The aim of the assignment is to demonstrate the role of the Advanced Nurse Practitioner (ANP) when assessing and analysing the health needs of a specific population. The author will focus on one specific disease, Chronic Obstructive Pulmonary Disease (COPD) in relation to South Asian men living in both the United Kingdom (UK) and in South Asia. In view of the large demographics of South Asia the author will specifically focus on Indian, Pakistan and Bangladeshi groups also making a comparison with the population residing in Ireland. The author will provide a critical and analytical discussion of the key findings in relation to the defined population demonstrating how the ANP role can take these findings forward to inform current practice and initiate the development and planning of a new service to meet specific health needs. Firstly, an overview will be provided on the financial burden COPD is currently having on the National Health Service (NHS). This will be followed by a critical discussion of COPD, detrimental factors and the impact on the South Asian population.
COPD is a growing concern worldwide and in the United Kingdom (UK) (Fletcher et al, 2010). COPD is a slow developing lung disease involving the airways, leading to gradual loss of lung function (NICE, 2010). COPD is the leading cause of mortality worldwide (Calverley and Walker, 2003) and projected to be the UK fifth leading cause of death and the second highest cause of emergency admission to hospital (Department of Health, 2005).
There are an estimated 4.8% of COPD cases in the UK, although only an estimated 1.5% of the population are correctly diagnosed (Stang et al, 2009). It’s estimated that 30,000 people a year die from COPD and 1.4% of the population consult their General Practitioner (GP) each year (Murray and Lopez, 2008).

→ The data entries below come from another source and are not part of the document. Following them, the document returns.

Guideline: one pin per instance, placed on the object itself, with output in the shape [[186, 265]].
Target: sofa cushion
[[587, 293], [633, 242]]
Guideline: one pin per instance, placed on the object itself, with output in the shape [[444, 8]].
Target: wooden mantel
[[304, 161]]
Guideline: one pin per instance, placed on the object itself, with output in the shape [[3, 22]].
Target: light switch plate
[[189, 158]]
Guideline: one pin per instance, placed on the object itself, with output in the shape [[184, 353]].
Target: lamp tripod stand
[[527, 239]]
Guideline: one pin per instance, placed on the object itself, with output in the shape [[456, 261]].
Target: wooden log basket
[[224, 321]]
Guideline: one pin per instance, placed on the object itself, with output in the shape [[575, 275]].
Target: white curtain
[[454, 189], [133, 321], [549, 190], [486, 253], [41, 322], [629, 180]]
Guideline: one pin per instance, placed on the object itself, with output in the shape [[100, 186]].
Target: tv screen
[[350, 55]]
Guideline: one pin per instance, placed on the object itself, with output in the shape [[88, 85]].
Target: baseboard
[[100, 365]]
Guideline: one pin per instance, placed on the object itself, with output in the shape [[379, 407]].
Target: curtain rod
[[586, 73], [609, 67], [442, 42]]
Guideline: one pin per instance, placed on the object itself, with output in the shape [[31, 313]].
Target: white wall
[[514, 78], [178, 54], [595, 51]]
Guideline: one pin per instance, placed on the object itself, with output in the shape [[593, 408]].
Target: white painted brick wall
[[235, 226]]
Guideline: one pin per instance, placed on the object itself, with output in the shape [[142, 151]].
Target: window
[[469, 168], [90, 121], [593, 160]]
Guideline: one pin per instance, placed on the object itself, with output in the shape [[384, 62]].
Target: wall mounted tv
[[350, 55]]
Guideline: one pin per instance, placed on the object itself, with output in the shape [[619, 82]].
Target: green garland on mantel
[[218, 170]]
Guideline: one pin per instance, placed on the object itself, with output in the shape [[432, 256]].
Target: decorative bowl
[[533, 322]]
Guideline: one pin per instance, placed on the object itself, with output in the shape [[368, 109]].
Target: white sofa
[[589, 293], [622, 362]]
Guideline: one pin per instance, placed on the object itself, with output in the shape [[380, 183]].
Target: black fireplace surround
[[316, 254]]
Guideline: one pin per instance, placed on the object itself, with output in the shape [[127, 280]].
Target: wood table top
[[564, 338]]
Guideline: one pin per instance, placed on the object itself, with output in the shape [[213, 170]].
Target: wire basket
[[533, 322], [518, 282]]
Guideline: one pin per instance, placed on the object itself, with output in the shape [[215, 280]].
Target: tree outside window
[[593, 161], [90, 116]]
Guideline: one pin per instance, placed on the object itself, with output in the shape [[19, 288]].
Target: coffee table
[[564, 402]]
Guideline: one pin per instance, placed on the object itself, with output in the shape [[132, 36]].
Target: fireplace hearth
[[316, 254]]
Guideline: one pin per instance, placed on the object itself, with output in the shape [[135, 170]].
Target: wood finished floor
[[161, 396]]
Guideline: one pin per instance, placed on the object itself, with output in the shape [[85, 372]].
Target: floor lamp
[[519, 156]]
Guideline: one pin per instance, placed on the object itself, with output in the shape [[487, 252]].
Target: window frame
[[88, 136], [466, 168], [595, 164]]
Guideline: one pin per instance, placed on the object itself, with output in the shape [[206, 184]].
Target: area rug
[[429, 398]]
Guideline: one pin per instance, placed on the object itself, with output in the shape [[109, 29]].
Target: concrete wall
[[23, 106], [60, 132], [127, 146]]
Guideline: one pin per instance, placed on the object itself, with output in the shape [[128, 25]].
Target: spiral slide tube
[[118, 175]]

Cost varies to treat COPD dependent on the severity of the disease; mild COPD costs £149 whereby treating severe COPD can cost up to ten times as much at £1037 (British Lung Foundation, 2009). The prevalence of COPD is set to continue rising at alarming rates (British Lung Foundation, 2009). This is predominately due to the lack of awareness of the disease (British Lung Foundation, 2007). A survey by the British Lung Foundation (2007) concluded that 89% of people in the UK and 85% of smokers had never heard of COPD. An audit of 80,000 COPD admissions showed that 70% of patients had not previously admitted with the condition (Luis, Soljak and Meade, 2007). The current unawareness of the condition is leading to inappropriate hospital admissions and contributing to the significant strain on the NHS with a financial estimate costing £500 million per year (British Thoracic Society, 2006).
COPD usually develops in life-time smokers. It is estimated 50% of smokers develop COPD although non-smokers can also be affected by COPD (Murray and Lopez, 2008). Noxious gases, pollution, passive smoking, chronic respiratory infections and genetic susceptibility are other potential risk factors for developing COPD (Murray and Lopez, 2008).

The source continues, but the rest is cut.